#### Answer

(a) We need to add the edges AB, AC, BC, and DE to make this graph a complete graph. There are 24 Hamilton circuits in this complete graph.
(b) The paths A,B,C,D,E,A and A,E,C,D,B,A are Hamilton circuits in the modified graph.
(c) If we remove the edges AD and AE, then all the vertices will be even. Then the graph will have at least one Euler circuit.
(d) The path B,D,C,E,B is an Euler circuit in the modified graph.

#### Work Step by Step

(a) In a complete graph, there is an edge between every pair of vertices in the graph. We need to add the edges AB, AC, BC, and DE to make this graph a complete graph.

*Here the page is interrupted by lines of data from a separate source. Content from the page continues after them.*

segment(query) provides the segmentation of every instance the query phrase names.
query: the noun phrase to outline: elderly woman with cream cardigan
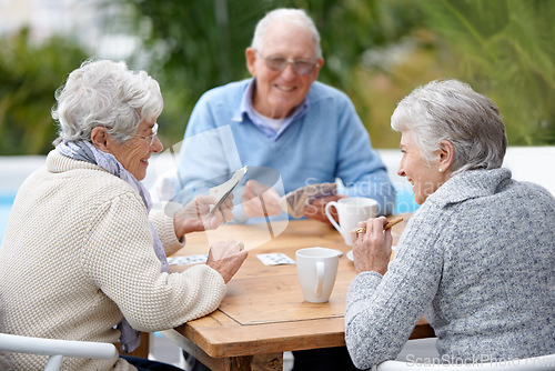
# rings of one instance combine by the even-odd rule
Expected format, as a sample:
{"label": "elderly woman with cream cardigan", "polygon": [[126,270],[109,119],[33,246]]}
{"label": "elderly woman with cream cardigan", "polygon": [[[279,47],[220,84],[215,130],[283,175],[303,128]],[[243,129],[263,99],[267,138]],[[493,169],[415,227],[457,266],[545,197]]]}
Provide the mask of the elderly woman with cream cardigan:
{"label": "elderly woman with cream cardigan", "polygon": [[[214,311],[241,267],[240,243],[214,244],[205,264],[170,273],[184,234],[231,219],[204,195],[179,211],[149,212],[142,186],[162,150],[157,81],[123,62],[88,61],[57,92],[57,147],[19,189],[0,248],[0,332],[138,345]],[[0,369],[39,369],[46,357],[10,353]],[[122,358],[65,358],[65,370],[134,370]]]}
{"label": "elderly woman with cream cardigan", "polygon": [[437,363],[555,353],[555,199],[502,168],[497,107],[456,80],[433,81],[391,121],[402,134],[398,174],[421,208],[391,263],[384,218],[352,233],[359,274],[345,339],[354,364],[395,359],[423,314],[437,335]]}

The number of Hamilton circuits in a graph with $n$ vertices is $(n-1)!$. The number of Hamilton circuits in this graph is $(5-1)! = 4! = 24$. There are 24 Hamilton circuits in this complete graph.
(b) A Hamilton circuit is a path that passes through each vertex exactly once, and it starts and ends on the same vertex. The paths A,B,C,D,E,A and A,E,C,D,B,A are Hamilton circuits in the modified graph.

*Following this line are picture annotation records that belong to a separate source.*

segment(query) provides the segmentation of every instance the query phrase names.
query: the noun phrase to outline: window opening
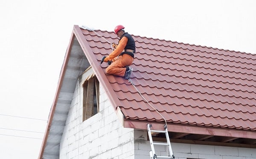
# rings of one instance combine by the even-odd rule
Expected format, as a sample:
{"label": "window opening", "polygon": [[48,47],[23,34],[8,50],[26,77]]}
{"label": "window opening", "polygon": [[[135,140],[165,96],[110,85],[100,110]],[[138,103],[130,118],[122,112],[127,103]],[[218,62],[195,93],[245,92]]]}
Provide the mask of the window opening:
{"label": "window opening", "polygon": [[96,77],[83,84],[83,121],[99,113],[99,86]]}

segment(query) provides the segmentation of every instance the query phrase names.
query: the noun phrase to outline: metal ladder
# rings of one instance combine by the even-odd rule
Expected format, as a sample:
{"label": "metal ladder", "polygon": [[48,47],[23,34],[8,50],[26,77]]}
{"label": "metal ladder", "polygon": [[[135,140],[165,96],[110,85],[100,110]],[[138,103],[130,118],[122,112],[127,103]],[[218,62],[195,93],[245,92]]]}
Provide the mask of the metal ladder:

(c) For a graph to have an Euler circuit, the number of odd vertices must be 0. In the given graph, vertex D and vertex E are odd vertices. If we remove the edges AD and AE, then all the vertices will be even. Then the graph will have at least one Euler circuit.
(d) An Euler circuit is a path that travels through every edge in the graph exactly once, and the path starts and ends at the same vertex. The path B,D,C,E,B is an Euler circuit in the modified graph.